Meine Mutter, die mich bisher voller Sorge beobachtet hatte - ob ich auch nicht zu betrunken war, ob sie mir nicht besser das Sofa im Wohnzimmer herrichtete -, mischte sich daraufhin sofort ins Gespräch ein: »Was soll das heißen, ein Kampfgefährte? Hast du dich etwa mit irgendwelchen inoffiziellen Organisationen eingelassen?«

Ich verschluckte mich am Tee.

In gewisser Weise hatte meine Mutter ins Schwarze getroffen.

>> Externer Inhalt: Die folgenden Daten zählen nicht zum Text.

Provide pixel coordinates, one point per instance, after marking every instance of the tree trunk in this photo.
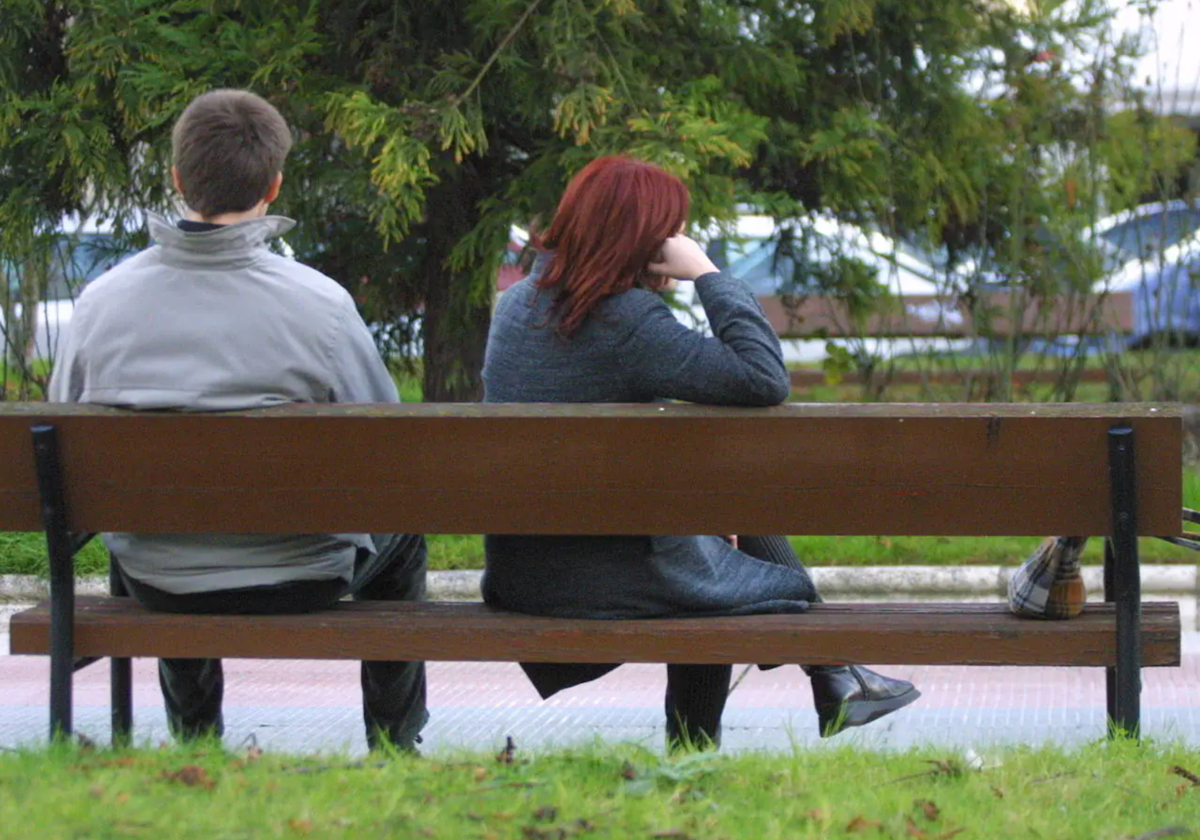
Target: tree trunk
(455, 328)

»Bestimmt nicht, Mama. Das ist nur so dahingesagt ...«

»Lass ihn doch in Ruhe«, verlangte mein Vater. »Unser Sohn ist schließlich kein Dummkopf, der leidet nicht am Herdeninstinkt. Wenn er will, wird er uns schon alles erzählen. Du weißt doch, wie die Jugend ist.«

Ich trank den Tee aus und erhob mich. »Was ist?«, fragte ich mit kläglicher Stimme. »Leiht ihr mir was fürs Taxi?«

»Ja«, sagte mein Vater. »Du bist sicher, dass du nicht doch hierbleiben willst? Ich habe einen guten Kognak, wir könnten ein Gläschen trinken ...«

»Danila!« In der Stimme meiner Mutter schwang ein stahlharter Unterton mit. »Was soll das heißen? Willst du dich mitten in der Nacht betrinken?«

»Ich als Arzt versichere dir, dass ein Gläschen vor dem Zubettgehen ...«

»Er hat sein Gläschen bereits gehabt! Kirill, ich hole jetzt das Geld. Sollen wir dich begleiten? Oder ein Taxi rufen?«

»Mama, Cashew ist doch bei mir, wer wird denn schon einen Menschen mit einem solch blutrünstigen Beschützer überfallen!«, entgegnete ich. »Und ein Taxi rufen ...? Ich krieg schon eins, das kostet dann nur die Hälfte ...«

Seltsamerweise beruhigte sie der Hinweis auf Cashew. Obwohl Cashews Hauptwaffe zur Verteidigung seines Herrchens natürlich darin bestand, den Gegner zu Tode zu schlecken.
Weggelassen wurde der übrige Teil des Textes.